The A200 is an A road in London running from London Bridge to Greenwich.

Cycleway 4 will follow most of the A200 road.

==Route==
===Tooley Street===

The name derives from St Olave's Street, after the Church of St Olave. For much of its history the street has been lined with warehouses, and in 1861 Scovell's warehouse caught fire, resulting in the largest peacetime fire in the Port of London.

===Jamaica Road===

Tooley Street becomes Jamaica Road at Shad Thames.

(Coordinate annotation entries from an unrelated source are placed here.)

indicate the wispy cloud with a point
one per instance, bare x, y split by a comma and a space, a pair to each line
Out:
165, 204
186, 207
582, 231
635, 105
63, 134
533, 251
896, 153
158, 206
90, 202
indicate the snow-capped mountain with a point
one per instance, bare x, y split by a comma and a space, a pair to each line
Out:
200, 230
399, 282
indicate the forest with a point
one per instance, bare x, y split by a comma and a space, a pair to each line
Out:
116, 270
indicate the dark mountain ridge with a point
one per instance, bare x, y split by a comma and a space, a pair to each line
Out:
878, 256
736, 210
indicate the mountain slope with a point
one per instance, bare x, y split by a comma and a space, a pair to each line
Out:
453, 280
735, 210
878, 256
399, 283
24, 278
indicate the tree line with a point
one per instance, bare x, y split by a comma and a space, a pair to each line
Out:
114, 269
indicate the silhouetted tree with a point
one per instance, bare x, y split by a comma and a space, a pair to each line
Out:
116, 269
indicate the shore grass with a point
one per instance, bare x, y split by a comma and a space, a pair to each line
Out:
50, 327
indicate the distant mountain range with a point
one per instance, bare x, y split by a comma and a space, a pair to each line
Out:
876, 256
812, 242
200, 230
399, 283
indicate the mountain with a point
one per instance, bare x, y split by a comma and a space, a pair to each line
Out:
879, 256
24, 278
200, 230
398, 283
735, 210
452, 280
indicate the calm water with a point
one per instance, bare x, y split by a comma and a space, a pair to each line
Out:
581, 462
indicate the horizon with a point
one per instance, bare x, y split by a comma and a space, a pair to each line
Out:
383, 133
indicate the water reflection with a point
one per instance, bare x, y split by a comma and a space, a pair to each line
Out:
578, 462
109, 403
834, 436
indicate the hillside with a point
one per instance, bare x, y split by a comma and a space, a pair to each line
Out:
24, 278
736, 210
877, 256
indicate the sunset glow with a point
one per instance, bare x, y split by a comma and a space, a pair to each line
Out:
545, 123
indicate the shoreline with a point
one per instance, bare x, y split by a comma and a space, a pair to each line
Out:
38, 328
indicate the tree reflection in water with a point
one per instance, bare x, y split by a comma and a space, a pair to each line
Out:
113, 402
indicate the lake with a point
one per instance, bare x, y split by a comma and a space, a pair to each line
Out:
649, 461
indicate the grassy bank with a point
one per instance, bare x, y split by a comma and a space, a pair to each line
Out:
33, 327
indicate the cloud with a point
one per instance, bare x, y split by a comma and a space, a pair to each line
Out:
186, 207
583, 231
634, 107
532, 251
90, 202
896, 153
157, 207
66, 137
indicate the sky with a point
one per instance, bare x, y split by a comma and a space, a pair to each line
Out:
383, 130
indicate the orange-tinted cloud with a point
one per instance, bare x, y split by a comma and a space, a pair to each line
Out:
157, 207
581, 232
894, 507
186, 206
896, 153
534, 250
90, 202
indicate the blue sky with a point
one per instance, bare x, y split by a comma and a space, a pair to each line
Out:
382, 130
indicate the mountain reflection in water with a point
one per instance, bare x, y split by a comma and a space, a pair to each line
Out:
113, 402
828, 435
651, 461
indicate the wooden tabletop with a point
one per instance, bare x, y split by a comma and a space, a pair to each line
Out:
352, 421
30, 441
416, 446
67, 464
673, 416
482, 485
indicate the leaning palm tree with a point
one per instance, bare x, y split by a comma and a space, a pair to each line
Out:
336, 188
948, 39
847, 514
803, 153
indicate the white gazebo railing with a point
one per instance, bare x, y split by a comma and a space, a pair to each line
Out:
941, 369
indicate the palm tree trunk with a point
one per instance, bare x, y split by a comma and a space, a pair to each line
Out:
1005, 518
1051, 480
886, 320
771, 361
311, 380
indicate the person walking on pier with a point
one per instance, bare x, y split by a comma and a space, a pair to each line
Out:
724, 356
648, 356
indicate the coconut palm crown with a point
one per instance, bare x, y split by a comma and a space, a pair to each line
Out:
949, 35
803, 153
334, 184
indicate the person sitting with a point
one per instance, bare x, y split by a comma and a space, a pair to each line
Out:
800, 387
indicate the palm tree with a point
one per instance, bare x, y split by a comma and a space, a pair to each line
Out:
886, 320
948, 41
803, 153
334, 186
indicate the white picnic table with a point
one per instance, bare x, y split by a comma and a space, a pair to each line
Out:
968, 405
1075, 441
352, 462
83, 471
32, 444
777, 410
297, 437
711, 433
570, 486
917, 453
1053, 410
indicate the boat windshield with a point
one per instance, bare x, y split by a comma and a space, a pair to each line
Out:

A little over halfway down (from the Tower Bridge end) lies Bermondsey Underground station, which is served by the Jubilee line. A thoroughfare of shops follows, and the road continues on until Culling Circus roundabout, where it turns roughly 90 degrees south towards Deptford and becomes Lower Road. Brunel Road and the Rotherhithe Tunnel also meet at this junction. King's Stairs Gardens and Southwark Park lie at the south-eastern end.

===Lower Road===

Lower Road runs for roughly 1 mi, past Surrey Quays shopping centre until it reaches Deptford, where it becomes Evelyn Street. Southwark Park runs the length of Lower Road, to the west.

===Evelyn Street===

Named after diarist John Evelyn, the street runs from the Plough Way junction south to the junction with Deptford Church Street. There is both a McDonald's and a KFC along this stretch.

===Creek Road===
Creek Road continues over a lifting bridge at Deptford Creek then joins the A206 at the Greenwich one-way system by the Cutty Sark.